The procedure described in ref. 9 was applied to 3b allowing the isolation of 5b and 6b as an unseparable mixture (32%). This mixture was subjected to the dehydroxylation procedure described in ref. 10 to afford β-1b (23%) and 7b (35%).
Compound β-1b: R _f = 0.43 (25% EtOAc in cyclohexane). [α]_D ²⁰ +29.09 (c 1.10, CHCl₃). ¹H NMR (300 MHz, CDCl₃): δ = 1.06 (t, 3 H, ³ J = 7.2 Hz), 3.48-3.55 (m, 3 H), 3.59 (dd, 1 H, ³ J = 9.2 Hz, ³ J = 2.8 Hz), 3.80-4.02 (m, 4 H), 4.09 (t_app, 1 H, ³ J = 9.8 Hz), 4.28-4.40 (m, 2 H), 4.50-4.69 (m, 4 H), 4.83-4.89 (m, 2 H), 7.15-7.28 (m, 20 H). ¹³C NMR (75.5 MHz, CDCl₃): δ = 13.7, 62.7, 68.5, 72.3, 73.1, 73.5, 73.6, 74.5, 74.8, 77.5 (t, ² J = 23.2 Hz), 77.7, 84.3, 113.5 (t, ¹ J = 255.9 Hz), 127.6, 127.75, 127.8, 127.85, 127.9, 128.15, 128.2, 128.35, 128.4, 128.5, 137.8, 137.9, 138.0, 138.5, 162.7 (t, ² J = 31.1 Hz). ¹⁹F NMR (282.5 MHz, CDCl₃): δ = -118.3 (dd, ² J = 259.0 Hz, ³ J = 9.7 Hz), -116.7 (dd, ² J = 259.0 Hz, ³ J = 12.9 Hz).
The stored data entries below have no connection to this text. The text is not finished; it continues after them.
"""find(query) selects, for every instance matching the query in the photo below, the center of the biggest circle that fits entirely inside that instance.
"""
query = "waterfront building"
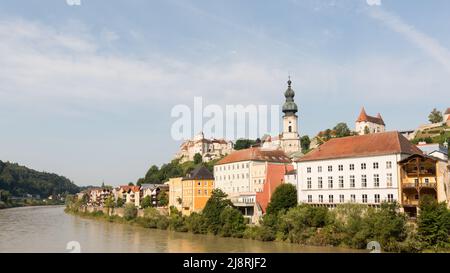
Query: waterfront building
(360, 169)
(176, 192)
(289, 139)
(434, 149)
(197, 187)
(369, 124)
(209, 149)
(423, 175)
(244, 173)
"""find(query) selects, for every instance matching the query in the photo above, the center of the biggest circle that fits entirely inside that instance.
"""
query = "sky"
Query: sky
(86, 91)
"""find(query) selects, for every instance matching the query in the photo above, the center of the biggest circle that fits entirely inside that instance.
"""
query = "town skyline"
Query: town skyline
(90, 98)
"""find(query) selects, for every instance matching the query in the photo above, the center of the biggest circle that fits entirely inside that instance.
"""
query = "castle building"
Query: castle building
(209, 149)
(366, 124)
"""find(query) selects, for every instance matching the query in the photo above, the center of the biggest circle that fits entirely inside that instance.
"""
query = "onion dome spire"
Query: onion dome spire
(289, 107)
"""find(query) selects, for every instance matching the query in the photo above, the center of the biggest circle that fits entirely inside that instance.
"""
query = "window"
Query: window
(389, 179)
(352, 181)
(388, 165)
(364, 198)
(377, 198)
(330, 182)
(364, 181)
(390, 198)
(376, 180)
MS (ESI⁺): m/z = 669 [MNa⁺]. IR: 3034, 2920, 1768 cm^-1. Anal. Calcd for C₃₈H₄₀F₂0₇: C, 70.58; H, 6.19. Found: C, 70.69; H, 6.17.
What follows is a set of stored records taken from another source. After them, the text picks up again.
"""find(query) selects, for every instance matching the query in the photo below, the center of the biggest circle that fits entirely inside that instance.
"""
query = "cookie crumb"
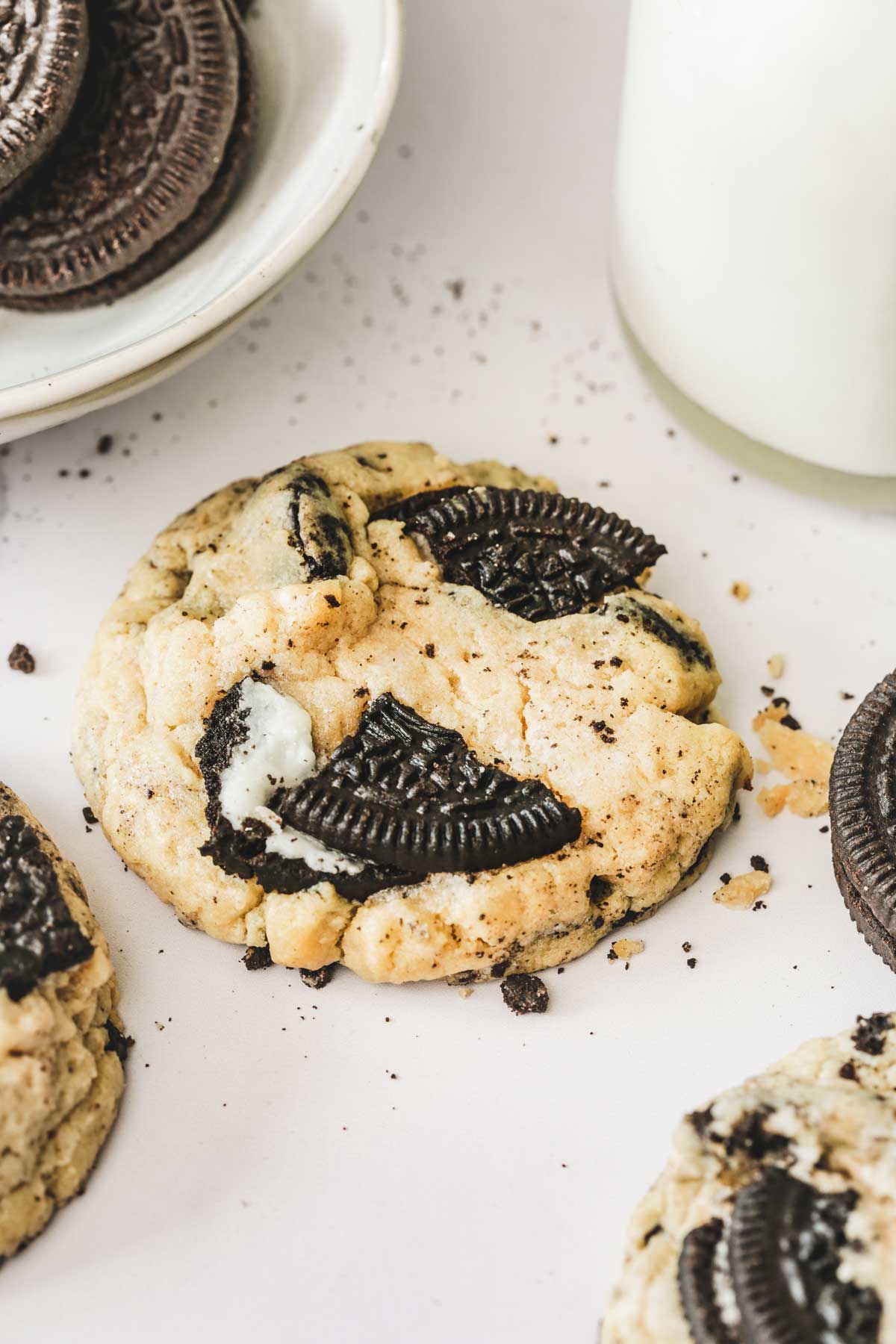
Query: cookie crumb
(741, 893)
(22, 659)
(319, 979)
(524, 995)
(626, 948)
(257, 959)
Compound 7b: R _f = 0.50 (25% EtOAc in cyclohexane). [α]_D ²⁰ -2.65 (c 2.00, CHCl₃). ¹H NMR (300 MHz, CDCl₃): δ = 1.18 (t, 3 H, ³ J = 7.2 Hz), 3.69-3.72 (m, 1 H), 3.74-3.77 (m, 1 H), 3.79-3.84 (m, 2 H), 3.94 (dd, 1 H, ³ J = 10.0 Hz, ³ J = 2.6 Hz), 4.02 (app dt, 1 H, ³ J = 10.0 Hz, ³ J = 2.6 Hz), 4.09-4.20 (m, 2 H), 4.27-4.74 (m, 9 H), 7.15-7.39 (m, 20 H, H_ar). ¹³C NMR (75.5 MHz, CDCl₃): δ = 13.7, 62.7, 69.0, 71.7, 71.8, 72.0, 72.7, 72.9, 73.2 (d, ³ J = 2.9 Hz), 73.4, 74.2 (t, ² J = 28.2 Hz), 76.3, 113.3 (dd, ¹ J = 257.0 Hz, ¹ J = 251.8 Hz), 127.75, 127.8, 127.85, 127.9, 128.0, 128.1, 128.3, 128.4, 137.5, 137.85, 137.9, 138.6, 163.0 (dd, ² J = 33.3 Hz, ² J = 30.5 Hz). ¹⁹F NMR (282.5 MHz, CDCl₃): δ = -117.9 (dd, ² J = 267.6 Hz, ³ J = 14.0 Hz), -111.9 (dd, ² J = 267.6 Hz, ³ J = 7.5 Hz). MS (ESI⁺): m/z = 669 [MNa⁺], 685 [MK⁺]. IR: 3032, 2915, 1768 cm^-1. Anal. Calcd for C₃₈H₄₀F₂0₇: C, 70.58; H, 6.19. Found: C, 70.45; H, 6.13.